Latar Belakang Pembentukan
Seperti juga halnya ICTY, International
Criminal Tribunal for Rwanda (ICTR) ini juga merupakan bentukan Dewan Keamanan
PBB yang dibentuk melalui Resolusi No. 955 pada tanggal 8 November 1994.[1] Resolusi
tersebut dikeluarkan DK PBB dibawah naungan Bab VII Piagam PBB yang memberikan
wewenang kepada DK PBB untuk mengambil
langkah yang diperlukan guna menegakan perdamaian dan keamanan internasional.[2] Resolusi
tersebut berisi Statuta ICTR yang menjadi landasan hukum bagi berdiri dan
bekerjanya ICTR.
Sama juga halnya dengan latar belakang
pembentukan ICTY, ICTR ini dibentuk sebagai respon masyarakat internasional
yang direpresentasikan melalui DK PBB dalam menyikapi konflik yang terjadi di
Rwanda pada tahun 1994.
Konflik atau perang sipil di Rwanda itu
sendiri bermula dari kekosongan kursi kepresidenan Rwanda yang ditinggalkan
oleh mendiang Presiden Juvenal Habyarimana yang meninggal akibat kecelakaan
pesawat terbang yang ditumpanginya pada 6 April 1994. Menyusul kematian
Presiden Rwanda itu, terjadi pembunuhan besar-besaran yang berdimensi politik
dan etnik yang dimulai dari wilayah Kagali dan kemudian dengan cepat menyebar
diseluruh wilayah Rwanda.[3]
Dalam konflik tersebut terjadi pembantaian
besar-besaran yang dilakukan oleh etnis mayoritas di Rwanda, yaitu suku Hutu,
terhadap etnis minoritas suku Tutsi. Bahkan ekstrimis suku Hutu juga turut
menyasar kelompoknya sendiri sesama suku Hutu yang bersebrangan dengannya (Hutu
Moderat). Pembantaian itu bermotif politik karena ekstrimis Hutu khawatir
kehilangan kekuasaan dalam transisi demokrasi dan perang sipil di Rwanda.

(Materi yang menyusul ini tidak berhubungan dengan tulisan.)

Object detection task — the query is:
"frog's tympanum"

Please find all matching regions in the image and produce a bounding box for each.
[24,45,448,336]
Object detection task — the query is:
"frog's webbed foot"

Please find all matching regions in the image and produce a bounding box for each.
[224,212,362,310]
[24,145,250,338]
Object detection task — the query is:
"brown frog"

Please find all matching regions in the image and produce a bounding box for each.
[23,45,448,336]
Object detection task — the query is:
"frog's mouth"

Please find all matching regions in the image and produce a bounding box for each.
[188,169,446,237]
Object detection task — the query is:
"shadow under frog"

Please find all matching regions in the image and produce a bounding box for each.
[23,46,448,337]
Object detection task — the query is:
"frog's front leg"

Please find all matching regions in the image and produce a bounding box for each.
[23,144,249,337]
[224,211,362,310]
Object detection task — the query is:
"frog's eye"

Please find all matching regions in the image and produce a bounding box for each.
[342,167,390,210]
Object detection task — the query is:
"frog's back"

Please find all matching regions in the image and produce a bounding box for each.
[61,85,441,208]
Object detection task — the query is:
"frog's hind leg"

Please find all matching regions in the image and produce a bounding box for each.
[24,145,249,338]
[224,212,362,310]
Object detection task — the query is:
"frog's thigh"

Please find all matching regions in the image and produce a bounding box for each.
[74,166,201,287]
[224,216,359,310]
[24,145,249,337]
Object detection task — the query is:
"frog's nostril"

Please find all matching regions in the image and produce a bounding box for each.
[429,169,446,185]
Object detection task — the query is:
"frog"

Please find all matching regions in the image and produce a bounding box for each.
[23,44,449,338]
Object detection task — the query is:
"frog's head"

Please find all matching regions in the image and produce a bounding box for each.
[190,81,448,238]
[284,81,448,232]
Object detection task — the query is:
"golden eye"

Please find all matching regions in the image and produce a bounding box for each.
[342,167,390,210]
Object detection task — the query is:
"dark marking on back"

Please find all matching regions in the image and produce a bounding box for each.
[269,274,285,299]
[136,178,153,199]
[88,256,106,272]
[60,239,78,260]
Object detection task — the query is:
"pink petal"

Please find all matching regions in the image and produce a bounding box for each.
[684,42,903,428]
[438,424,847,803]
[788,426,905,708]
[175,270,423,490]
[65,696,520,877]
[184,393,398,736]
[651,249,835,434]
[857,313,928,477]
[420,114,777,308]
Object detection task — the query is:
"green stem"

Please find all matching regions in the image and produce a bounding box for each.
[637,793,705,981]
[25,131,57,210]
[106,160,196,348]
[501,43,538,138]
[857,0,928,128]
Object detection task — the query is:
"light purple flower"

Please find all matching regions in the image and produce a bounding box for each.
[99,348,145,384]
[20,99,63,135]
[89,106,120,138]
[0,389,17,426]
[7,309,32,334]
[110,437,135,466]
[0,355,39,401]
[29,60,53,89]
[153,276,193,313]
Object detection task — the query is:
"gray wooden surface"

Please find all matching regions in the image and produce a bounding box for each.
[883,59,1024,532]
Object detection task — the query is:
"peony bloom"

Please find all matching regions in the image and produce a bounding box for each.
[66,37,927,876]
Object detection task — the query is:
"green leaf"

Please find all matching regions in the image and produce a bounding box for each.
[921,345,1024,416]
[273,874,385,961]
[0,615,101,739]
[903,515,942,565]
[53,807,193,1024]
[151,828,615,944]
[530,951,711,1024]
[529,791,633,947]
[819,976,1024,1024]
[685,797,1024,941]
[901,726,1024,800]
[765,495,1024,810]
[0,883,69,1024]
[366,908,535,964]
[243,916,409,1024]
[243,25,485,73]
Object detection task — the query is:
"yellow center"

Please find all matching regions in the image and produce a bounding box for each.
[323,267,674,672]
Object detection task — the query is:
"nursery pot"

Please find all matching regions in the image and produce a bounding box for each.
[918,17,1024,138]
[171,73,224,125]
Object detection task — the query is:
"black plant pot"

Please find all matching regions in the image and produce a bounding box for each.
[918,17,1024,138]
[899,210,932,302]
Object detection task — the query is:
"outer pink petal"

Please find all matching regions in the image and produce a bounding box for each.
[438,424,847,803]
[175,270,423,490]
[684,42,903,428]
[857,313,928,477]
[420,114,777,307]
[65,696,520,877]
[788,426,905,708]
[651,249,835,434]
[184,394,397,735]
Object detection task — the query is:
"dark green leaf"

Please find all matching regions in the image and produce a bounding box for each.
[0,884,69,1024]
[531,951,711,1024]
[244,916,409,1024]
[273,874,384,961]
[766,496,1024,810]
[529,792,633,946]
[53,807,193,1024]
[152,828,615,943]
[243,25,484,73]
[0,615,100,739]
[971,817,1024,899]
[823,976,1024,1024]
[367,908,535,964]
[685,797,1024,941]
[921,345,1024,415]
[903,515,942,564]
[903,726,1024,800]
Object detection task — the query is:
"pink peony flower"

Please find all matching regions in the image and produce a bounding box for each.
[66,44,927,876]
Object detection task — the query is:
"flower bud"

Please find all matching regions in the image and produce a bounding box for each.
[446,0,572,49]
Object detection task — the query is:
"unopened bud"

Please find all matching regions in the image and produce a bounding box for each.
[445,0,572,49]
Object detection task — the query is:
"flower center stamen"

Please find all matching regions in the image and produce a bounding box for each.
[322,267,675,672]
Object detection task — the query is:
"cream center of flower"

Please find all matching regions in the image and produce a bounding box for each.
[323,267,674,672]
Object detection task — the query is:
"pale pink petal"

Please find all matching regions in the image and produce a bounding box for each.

Dalam waktu singkat (1994), jutaan rakyat
Rwanda hidup dibawah bayang-bayang perang sipil dan genosida. Dalam waktu yang
singkat itu pula terjadi gelombang pembunuhan dan genosida yang sangat dahsyat,
karena (sebagaimana dikemukakan oleh Dina L. Shelton) hanya dalam tempo 100 hari lebih dari 800
ribu orang terbunuh dalam konflik tersebut.[4]
Konflik yang sangat mengerikan yang terjadi
di belahan benua Afrika itu akhirnya memancing perhatian dunia. Merespon
tragedi kemanusiaan itu DK PBB akhirnya mengeluarkan Resolusi No. 995 pada
tanggal 8 November 1994, yakni dengan membentuk International Criminal Tribunal for Rwanda. Pembentukan ICTR itu
sendiri merujuk pada preseden pembentukan pengadilan yang serupa untuk
Yugoslavia setahun sebelumnya (1993).[5]
International
Criminal Tribunal for Rwanda ini berkedudukan
di Arusha, Tanzania. Susunan kelembagaan
ICTY terdiri atas trial chamber (tingkat
pertama) dan appeal chamber (tingkat
banding yang putusannya bersifat final dan terakhir).[6]
Secara organisatoris, layaknya
pengadilan-pengadilan pada umumnya, ICTY terdiri dari hakim, penuntut umum, dan
kepaniteraan.[7]
Komposisi Hakim ICTY terdiri dari 16 hakim dan
berdasarkan Resolusi DK PBB No. 1431 tanggal 14 Agustus 2002 ditetapkan adanya
maksimum 18 hakim hakim ad litem (hakim cadangan; pengganti).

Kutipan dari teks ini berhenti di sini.